The Winner's Crime Page 58

The physician gave him a sidelong look. “I’m not sure I need the commentary.” But Kestrel did, and Verex knew that she did.

When it was finished and the gore was cleaned away, the wound hidden below swaths of gauze, Kestrel’s father looked both larger and smaller than he ever had to her. His face had always seemed to be cut from stone. It was softer now. The sun lines that fanned from his closed eyes were as white as thin scars. His light brown hair held no trace of gray. He had been young when she was born. He wasn’t old now. Yet he looked ancient.

The physician left. He would return, he said. Verex brought a chair so that Kestrel could sit by her father’s bedside. Then he became awkward again. His stooped shoulders hunched a little more as he asked whether she needed him to stay with her.

She shook her head. “But … thank you. Thank you for helping me.”

He smiled. There was a touch of surprise in his smile. Kestrel thought that he was probably not used to being thanked.

Then she was alone with her father. His breath was slow and even. His hand lay palm up on the bed beside him, fingers slightly curled.

Kestrel couldn’t remember when she had last held his hand. Had she been a child then? Surely she had held his hand before.

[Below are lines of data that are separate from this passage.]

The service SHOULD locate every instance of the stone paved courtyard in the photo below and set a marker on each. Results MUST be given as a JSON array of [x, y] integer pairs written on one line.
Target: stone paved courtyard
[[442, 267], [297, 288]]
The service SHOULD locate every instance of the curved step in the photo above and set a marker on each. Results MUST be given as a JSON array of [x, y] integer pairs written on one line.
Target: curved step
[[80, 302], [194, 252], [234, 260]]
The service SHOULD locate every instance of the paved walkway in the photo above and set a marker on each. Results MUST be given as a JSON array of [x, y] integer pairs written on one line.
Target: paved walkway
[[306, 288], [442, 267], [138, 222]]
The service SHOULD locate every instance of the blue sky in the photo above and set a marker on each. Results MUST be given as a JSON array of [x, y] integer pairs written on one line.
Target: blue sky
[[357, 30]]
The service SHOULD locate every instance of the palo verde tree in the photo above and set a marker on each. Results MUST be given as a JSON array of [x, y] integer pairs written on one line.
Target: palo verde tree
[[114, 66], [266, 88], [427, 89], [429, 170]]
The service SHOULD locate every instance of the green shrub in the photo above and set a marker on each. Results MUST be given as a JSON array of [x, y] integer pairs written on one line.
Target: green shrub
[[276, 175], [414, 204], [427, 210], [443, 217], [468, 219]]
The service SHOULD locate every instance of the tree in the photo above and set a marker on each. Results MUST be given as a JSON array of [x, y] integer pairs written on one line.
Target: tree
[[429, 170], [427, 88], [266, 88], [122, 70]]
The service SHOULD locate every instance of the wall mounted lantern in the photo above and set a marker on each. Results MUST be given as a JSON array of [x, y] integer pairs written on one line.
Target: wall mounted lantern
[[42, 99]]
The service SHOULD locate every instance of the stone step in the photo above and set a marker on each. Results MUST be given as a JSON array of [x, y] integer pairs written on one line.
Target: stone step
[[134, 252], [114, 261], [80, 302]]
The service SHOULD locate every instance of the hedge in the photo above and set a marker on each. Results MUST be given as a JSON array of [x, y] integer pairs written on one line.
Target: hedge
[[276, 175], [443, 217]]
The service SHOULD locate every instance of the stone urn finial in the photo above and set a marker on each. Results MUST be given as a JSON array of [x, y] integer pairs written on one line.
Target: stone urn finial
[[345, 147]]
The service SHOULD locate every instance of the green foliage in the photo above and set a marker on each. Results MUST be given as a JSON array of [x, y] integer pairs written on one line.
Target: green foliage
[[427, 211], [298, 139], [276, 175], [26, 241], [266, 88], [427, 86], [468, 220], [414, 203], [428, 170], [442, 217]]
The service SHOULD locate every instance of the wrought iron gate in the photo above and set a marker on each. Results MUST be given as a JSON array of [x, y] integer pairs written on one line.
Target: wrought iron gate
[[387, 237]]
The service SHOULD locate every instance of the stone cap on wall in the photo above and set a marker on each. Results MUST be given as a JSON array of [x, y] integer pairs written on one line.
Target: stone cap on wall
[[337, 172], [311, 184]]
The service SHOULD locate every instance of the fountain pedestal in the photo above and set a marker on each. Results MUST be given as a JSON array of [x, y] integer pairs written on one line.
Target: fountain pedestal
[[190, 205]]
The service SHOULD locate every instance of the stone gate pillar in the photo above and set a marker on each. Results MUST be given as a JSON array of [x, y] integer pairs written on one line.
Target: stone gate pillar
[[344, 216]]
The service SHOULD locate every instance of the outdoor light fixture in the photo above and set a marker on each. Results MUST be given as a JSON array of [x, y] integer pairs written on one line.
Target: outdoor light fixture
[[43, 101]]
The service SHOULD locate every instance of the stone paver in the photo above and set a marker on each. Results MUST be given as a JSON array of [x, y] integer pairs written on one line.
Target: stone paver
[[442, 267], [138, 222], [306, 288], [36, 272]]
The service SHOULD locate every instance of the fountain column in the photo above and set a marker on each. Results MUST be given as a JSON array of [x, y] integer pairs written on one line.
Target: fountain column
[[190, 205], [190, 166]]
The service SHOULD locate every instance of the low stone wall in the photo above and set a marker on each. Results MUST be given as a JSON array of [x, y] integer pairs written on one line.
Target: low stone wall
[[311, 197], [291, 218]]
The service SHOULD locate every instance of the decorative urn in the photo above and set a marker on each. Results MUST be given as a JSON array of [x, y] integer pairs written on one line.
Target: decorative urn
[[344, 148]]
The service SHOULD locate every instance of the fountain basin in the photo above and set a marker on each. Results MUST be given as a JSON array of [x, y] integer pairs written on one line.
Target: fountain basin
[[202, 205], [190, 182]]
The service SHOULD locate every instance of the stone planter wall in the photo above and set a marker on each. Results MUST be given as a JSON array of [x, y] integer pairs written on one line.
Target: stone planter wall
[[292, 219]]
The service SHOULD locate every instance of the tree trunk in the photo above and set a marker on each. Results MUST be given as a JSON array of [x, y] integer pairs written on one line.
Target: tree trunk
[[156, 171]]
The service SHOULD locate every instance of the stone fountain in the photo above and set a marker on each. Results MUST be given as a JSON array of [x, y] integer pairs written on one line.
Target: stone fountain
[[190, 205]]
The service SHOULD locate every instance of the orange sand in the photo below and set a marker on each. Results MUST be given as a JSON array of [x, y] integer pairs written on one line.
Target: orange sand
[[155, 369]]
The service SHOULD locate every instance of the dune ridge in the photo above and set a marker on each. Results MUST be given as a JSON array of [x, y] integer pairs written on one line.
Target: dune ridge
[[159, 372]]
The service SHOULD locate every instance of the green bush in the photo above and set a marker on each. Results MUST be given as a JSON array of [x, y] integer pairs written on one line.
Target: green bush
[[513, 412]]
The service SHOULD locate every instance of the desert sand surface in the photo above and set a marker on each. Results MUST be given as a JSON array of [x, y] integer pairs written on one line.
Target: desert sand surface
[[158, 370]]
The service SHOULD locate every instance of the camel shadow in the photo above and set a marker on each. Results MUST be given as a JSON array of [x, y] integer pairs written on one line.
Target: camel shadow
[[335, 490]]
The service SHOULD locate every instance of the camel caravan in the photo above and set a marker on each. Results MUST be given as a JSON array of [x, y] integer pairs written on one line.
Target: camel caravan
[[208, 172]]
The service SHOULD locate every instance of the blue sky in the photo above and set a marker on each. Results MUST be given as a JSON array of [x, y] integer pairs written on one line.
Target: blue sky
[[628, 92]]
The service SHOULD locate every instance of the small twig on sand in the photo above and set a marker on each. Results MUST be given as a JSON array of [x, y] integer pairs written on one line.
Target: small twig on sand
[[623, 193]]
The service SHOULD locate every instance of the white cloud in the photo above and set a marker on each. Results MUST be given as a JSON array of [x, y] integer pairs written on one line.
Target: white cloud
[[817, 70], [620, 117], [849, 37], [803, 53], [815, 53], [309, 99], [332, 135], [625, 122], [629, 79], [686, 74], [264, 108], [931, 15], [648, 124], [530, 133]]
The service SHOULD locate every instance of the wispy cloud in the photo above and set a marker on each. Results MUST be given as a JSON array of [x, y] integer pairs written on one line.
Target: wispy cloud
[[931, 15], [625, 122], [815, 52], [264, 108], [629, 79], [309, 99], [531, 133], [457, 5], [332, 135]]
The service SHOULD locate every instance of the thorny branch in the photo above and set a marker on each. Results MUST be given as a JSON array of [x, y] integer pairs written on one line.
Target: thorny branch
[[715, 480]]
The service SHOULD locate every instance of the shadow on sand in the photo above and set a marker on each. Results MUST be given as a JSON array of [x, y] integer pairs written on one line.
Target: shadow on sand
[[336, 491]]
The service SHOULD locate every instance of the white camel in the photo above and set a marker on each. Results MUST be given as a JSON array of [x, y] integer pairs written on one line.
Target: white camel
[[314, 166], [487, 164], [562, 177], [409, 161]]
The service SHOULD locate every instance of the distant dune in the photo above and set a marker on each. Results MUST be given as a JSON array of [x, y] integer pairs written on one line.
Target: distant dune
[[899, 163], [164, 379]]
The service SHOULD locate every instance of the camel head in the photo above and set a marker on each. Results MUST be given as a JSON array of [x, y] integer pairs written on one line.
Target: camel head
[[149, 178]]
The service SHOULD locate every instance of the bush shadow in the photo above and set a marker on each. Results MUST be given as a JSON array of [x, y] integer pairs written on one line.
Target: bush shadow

She hesitated, then she let her palm rest upon his. With her other hand, Kestrel made his loose fingers hold hers close.

* * *

He woke during the night. The lamp had been turned down low. His eyes opened just slightly, and gleamed in the feeble light. He opened them wider. He saw Kestrel, and didn’t smile, not exactly, yet the set of his mouth changed. His hand tightened around hers.

“Father.” Kestrel would have said more, but he closed his eyes briefly in the way of someone who wants to say no without speaking, yet hasn’t the strength to shake his head. Softly, he said, “Sometimes I forget that you aren’t a soldier.”

He was thinking about when he’d entered the palace yard, and the way she had greeted him. Kestrel said flatly, “You believe I don’t know how to behave around you.”

For a moment, he was silent. “Maybe I’m the one who doesn’t know.” There was another silence, long enough for Kestrel to think that that was all he would say, but he spoke again. “Look how you’ve grown. I remember the day you were born. I could hold you with one hand. You were the world’s best thing. The most precious.”

Aren’t I now, to you? she wanted to say. Instead, she whispered, “Tell me how I was.”

“You had a warrior’s heart, even then.”

“I was just a baby.”

“No, you did. Your cry was so fierce. You held my finger so tightly.”

“All babies cry. All babies hold on tight.”

He let go of her hand to lift his, and brush his knuckles across her cheek. “Not like you.”

* * *

He had fallen asleep again. When the physician came at dawn to clean the wound, the pain woke him.

“More?” The physician nodded at the empty cup that had held the medicine. The general gave him a dark look.

When the physician had left again, her father rubbed his eyes. His face was slack with pain. “How long did I sleep?”

“About four hours after the healer first cleaned your wound. After you woke in the night, another three.”

He frowned. “I woke in the middle of the night?”

“Yes,” said Kestrel, confused, but already feeling wary, already tensing as if some blow was about to fall.

“Did I … say something I shouldn’t have?”

Kestrel realized that he didn’t remember waking, or the conversation. She could no longer tell if he had meant what he had said to her then. Even if he had meant it, had he meant to say it?

He had, after all, been drugged.

An emotion leaked away. It came from a small cut that Kestrel couldn’t close.

“No,” she told her father. “You didn’t.”

27

Arin woke with the movement of being heaved up onto something hard. His head thumped, and the world was a weird, jigsawed thing of sky and stone and water. Then his vision cleared, and Arin realized that he was lying on a stone pier. The skull-faced man was stepping out of the narrow boat anchored to the pier. He muttered something.

“What did you say?” Arin croaked.

The man hunkered down and gently slapped Arin’s cheek twice. “That I need a wheelbarrow.”

Wherever Arin was going, he wanted to be on his feet. “There’s been a misunderstanding.”

“Foreigners are illegal in Dacra. You broke our laws by entering the country. You’ll have to pay the price.”

“Just let me tell you why—”

“Oh, reasons. Everyone has reasons. I don’t care to know yours.” The easterner stared down at Arin, and although it wasn’t the man’s eyes that had been mutilated, it was hard to hold his gaze. Arin remembered seeing him for those few bare minutes in Herran. How the runaway eastern slave was being dragged past the road Arin was forced to pave. A Valorian dagger had flashed. Arin had cursed his masters. He had been beaten down. The man’s face was whole, and then it wasn’t.

“You ran away again,” Arin said. “You got free.”

The man straightened. He stared down at Arin from a height. “Do you think you did something for me that day?”

“No.”

“Good. Because I think that you liked your chains, little Herrani. Otherwise, you would have fought with everything you had. You would look like me.” He bent to grasp the ropes wound around Arin’s chest, and Arin realized that he meant to drag him.